Jayawardene has called for stamp duty on people’s main homes to be scrapped, while Jacob Rees-Mogg also believes what he calls “harmful” inheritance tax should be scrapped. “We can no longer be timid, we can no longer avoid risk, we can no longer settle for the status quo,” said former home minister Priti Patel.
This puts pressure on Sunak and his chancellor, Jeremy Hunt, ahead of the King’s Speech and Autumn Statement in November. In his conference speech, Hunt acknowledged that “the level of taxation is too high” but added that he was focused first on solving the “long-term” challenge of inflation. Although more than 30 Conservative MPs last week signed a pledge to vote against any move to increase the tax burden, Paul Johnson of the Institute for Fiscal Studies think tank said the chances of tax cuts were “very slim”.
“I don’t think there’s room for tax cuts unless we can come up with something quite radical,” Johnson told the Guardian at another conference in Manchester. “It’s not just the immediate pressure we’re seeing on the public finances, but we know that because of demographic changes, we’re going to have to spend more on health and pensions and social care and all that. So I think the chances of a tax cut are very slim.”

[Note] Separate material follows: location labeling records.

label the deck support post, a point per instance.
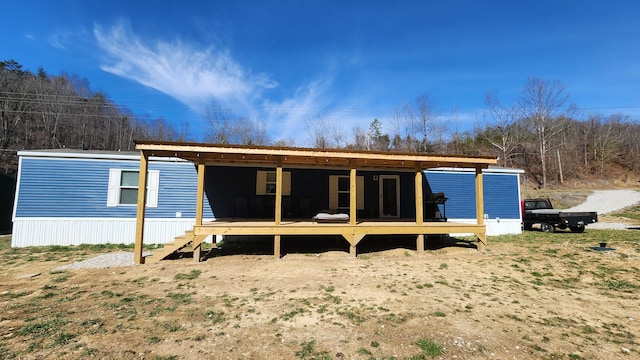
(276, 246)
(197, 250)
(353, 191)
(278, 209)
(420, 243)
(482, 238)
(278, 199)
(140, 212)
(419, 207)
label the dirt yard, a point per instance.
(528, 297)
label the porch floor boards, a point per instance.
(307, 227)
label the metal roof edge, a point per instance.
(490, 169)
(91, 154)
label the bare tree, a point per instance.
(507, 133)
(219, 124)
(323, 133)
(544, 103)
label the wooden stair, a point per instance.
(179, 243)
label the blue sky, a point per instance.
(287, 62)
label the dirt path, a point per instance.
(607, 201)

“I think it’s very unlikely that the chief whip will kick people out of the Conservative Party if they keep their word, especially since 33 people have signed up and are on the way, which is more than half the government’s majority,” Barry said in a speech. At the meeting of the faction of the New Conservative Party. “You don’t have to sign a tax lien to qualify.”
However, new analysis by Labour, shared with The Guardian, suggests plans to scrap inheritance tax would benefit wealthy areas of the country.
It found that the population of two west London boroughs – Kensington, Chelsea and Hammersmith – in 2019-2020. have paid £201 million in inheritance tax per year, while those in the North East of England paid just £61 million. The next biggest beneficiary was Surrey’s West End, where inheritance tax raised £157m. in the same year. The area overlaps with Hunter’s own South West Surrey constituency. Labor argued that because only 4% of the population had to pay inheritance tax, there were significant regional differences between recipients. London and the South East of England account for more than 50% of expected inheritance tax revenue, compared to just 8% in the North East and North West, 5% in Yorkshire and the Humber and 10% in the Midlands.